Doğu Türkistan’da yaşanan soykırımın sona
ermesi için;
- Doğu Türkistan halkının öz benliğini,
kültür mirasının tahribini amaçlayan program uygulamadan kalkmalı,
- Bölgenin demografik yapısını bozmaya
yönelik Çin göçmen akımı durdurulmalı,
- Salgın hastalıklara ve uzun süre sonra
etkisi görülen rahatsızlıklara sebep olan nükleer denemelere son verilmeli,
- Doğum yasağı, çocuk sınırlaması ve
mecburî kürtaj uygulaması kaldırılmalı,
- Hür, serbest, şeffaf, âdil, demokratik,
insan hak ve hukukuna uygun seçim yapma hakkı tanınmalı,
- Yargısız infaz, tedhiş ve terör
yaftalamalarına son verilmeli,
- Doğu Türkistan bölgesinden elde edilen
gelirler yine Doğu Türkistan için yatırıma dönüştürülmeli,
- Özerk yönetimde işe alımlarda Türklere
eşit haklar tanınmalı,
- Polis gözetimleri, biyometrik veri
toplama, internet ve sosyal medya kontrolleri, Müslüman Uygur Türkleri’nin
Komünist rejime olan sadâkatlerini ölçmek için rejim görevlilerinin Uygurlar’ın
evinde kalma uygulamasına, toplama ve çalışma kampları uygulamasına son
vermeli,
- Yine özerk bölgede her türlü insan
hakları ihlâllerine ve hürriyetlerin kısıtlanmasına göz yumulmamalı,
- Demokratik değerler ön plana
çıkartılmalı, hukukun üstünlüğü ilkesi uygulanmalıdır,
- Uluslar arası toplumun dikkati Müslüman
Uygur Türkleri’nin sorunlarına çözüm üretmeye yönlendirilmelidir.

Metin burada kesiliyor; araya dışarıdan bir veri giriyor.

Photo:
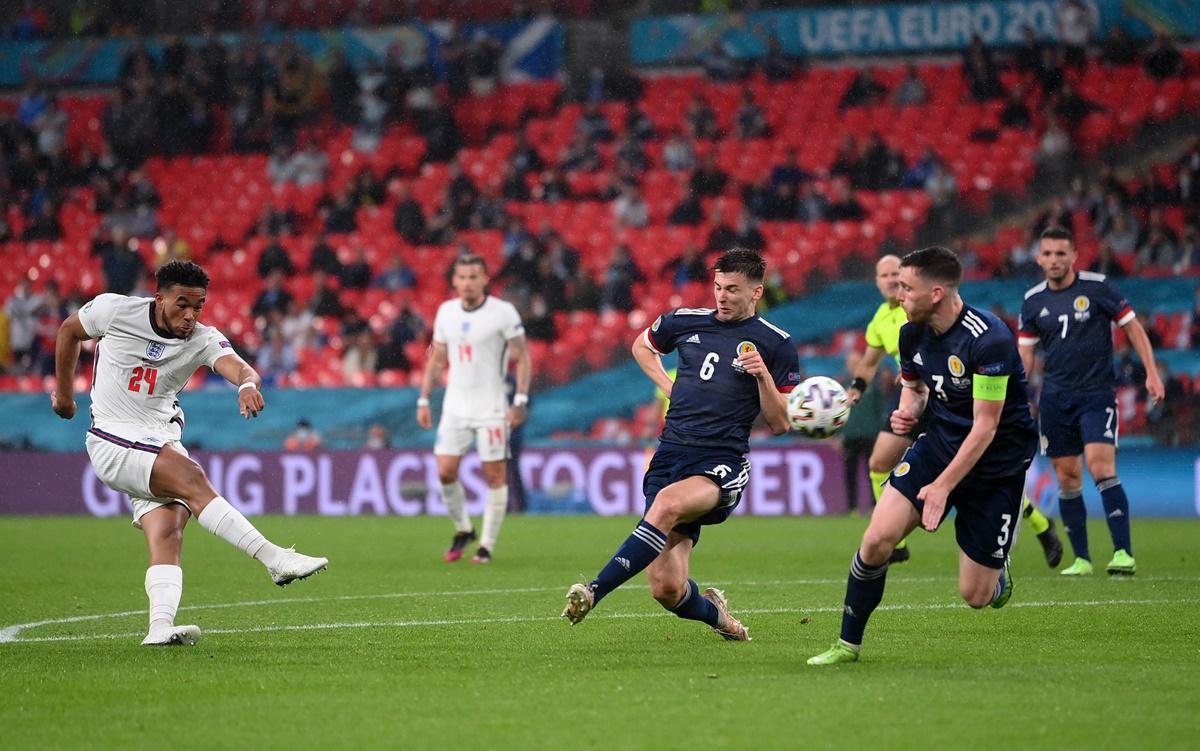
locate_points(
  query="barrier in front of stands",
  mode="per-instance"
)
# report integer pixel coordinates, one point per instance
(533, 49)
(895, 28)
(803, 479)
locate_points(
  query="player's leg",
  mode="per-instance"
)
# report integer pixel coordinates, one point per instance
(163, 528)
(679, 502)
(493, 450)
(175, 475)
(892, 521)
(496, 476)
(1069, 470)
(886, 455)
(1102, 464)
(1043, 527)
(453, 442)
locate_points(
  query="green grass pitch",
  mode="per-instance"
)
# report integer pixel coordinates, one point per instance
(394, 648)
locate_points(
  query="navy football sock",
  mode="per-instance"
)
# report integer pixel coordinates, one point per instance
(1116, 512)
(635, 553)
(1074, 518)
(864, 590)
(695, 607)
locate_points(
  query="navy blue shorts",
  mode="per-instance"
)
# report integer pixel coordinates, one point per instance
(727, 469)
(989, 511)
(1071, 420)
(894, 404)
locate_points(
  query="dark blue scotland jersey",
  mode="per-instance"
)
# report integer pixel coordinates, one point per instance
(1074, 326)
(978, 344)
(714, 402)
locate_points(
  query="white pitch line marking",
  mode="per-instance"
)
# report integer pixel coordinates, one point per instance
(472, 622)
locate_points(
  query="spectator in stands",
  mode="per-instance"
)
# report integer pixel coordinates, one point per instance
(23, 307)
(687, 268)
(844, 206)
(747, 233)
(912, 89)
(525, 158)
(274, 298)
(1119, 48)
(1017, 113)
(357, 274)
(361, 356)
(630, 209)
(1107, 263)
(708, 179)
(863, 90)
(1077, 24)
(750, 120)
(619, 278)
(688, 211)
(303, 438)
(678, 154)
(395, 276)
(1163, 60)
(979, 72)
(276, 358)
(700, 119)
(810, 205)
(324, 300)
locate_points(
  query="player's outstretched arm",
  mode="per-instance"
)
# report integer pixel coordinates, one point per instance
(66, 358)
(432, 371)
(865, 373)
(519, 353)
(238, 372)
(1137, 334)
(652, 364)
(987, 420)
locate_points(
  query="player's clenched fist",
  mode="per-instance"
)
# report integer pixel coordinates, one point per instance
(63, 406)
(903, 422)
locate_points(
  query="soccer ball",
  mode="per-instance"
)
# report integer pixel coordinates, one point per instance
(817, 407)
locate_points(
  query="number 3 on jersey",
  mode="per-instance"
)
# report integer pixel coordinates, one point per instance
(143, 374)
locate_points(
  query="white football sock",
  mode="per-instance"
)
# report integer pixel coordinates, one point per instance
(493, 515)
(231, 526)
(455, 499)
(165, 587)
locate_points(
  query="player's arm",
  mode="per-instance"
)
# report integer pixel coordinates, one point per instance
(988, 407)
(865, 373)
(651, 362)
(238, 372)
(1137, 334)
(433, 367)
(519, 353)
(66, 356)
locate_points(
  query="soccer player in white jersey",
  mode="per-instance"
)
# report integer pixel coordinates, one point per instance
(148, 350)
(478, 335)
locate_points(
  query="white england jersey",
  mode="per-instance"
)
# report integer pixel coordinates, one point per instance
(139, 371)
(477, 348)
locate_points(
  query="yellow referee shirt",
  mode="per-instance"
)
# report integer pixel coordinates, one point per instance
(883, 331)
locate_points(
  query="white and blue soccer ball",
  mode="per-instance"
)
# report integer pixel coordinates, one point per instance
(819, 407)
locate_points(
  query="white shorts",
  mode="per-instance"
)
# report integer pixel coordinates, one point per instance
(124, 456)
(455, 436)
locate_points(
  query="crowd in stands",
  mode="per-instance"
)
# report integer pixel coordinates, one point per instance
(321, 276)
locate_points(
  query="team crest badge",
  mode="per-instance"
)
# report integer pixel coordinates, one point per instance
(743, 348)
(1081, 304)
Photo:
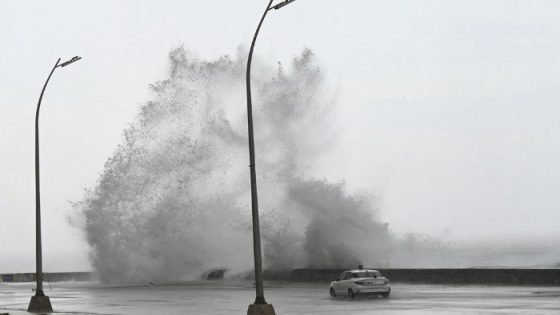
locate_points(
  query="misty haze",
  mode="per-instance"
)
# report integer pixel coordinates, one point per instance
(388, 135)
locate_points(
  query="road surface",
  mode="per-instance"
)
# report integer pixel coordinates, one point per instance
(233, 297)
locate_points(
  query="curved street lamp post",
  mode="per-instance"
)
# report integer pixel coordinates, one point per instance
(260, 306)
(40, 303)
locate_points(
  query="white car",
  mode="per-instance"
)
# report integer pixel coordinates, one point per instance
(360, 282)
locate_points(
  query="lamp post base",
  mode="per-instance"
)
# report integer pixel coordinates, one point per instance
(40, 304)
(261, 309)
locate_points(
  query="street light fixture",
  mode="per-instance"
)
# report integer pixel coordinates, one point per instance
(260, 306)
(40, 303)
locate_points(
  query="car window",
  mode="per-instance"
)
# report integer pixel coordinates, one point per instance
(341, 276)
(366, 274)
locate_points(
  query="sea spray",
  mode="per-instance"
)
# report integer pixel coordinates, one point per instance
(173, 199)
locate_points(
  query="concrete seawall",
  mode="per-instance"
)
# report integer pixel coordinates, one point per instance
(47, 276)
(425, 276)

Maalesef özellikle İslam dünyasının sessiz kaldığı, sahip
çıkmadığı Doğu Türkistan’daki kardeşlerimize uygulanan zulmü duyurmaktan ve
onlar için dua etmekten başka elimizden bir şey gelmemektedir. Çin baskısı
altında ki Doğu Türkistan’da yaşayan Uygur Türkü kardeşlerimize Allahtan rahmet
diliyoruz. Bir an önce bu kan durmalı, Allah yar ve yardımcıları olsun.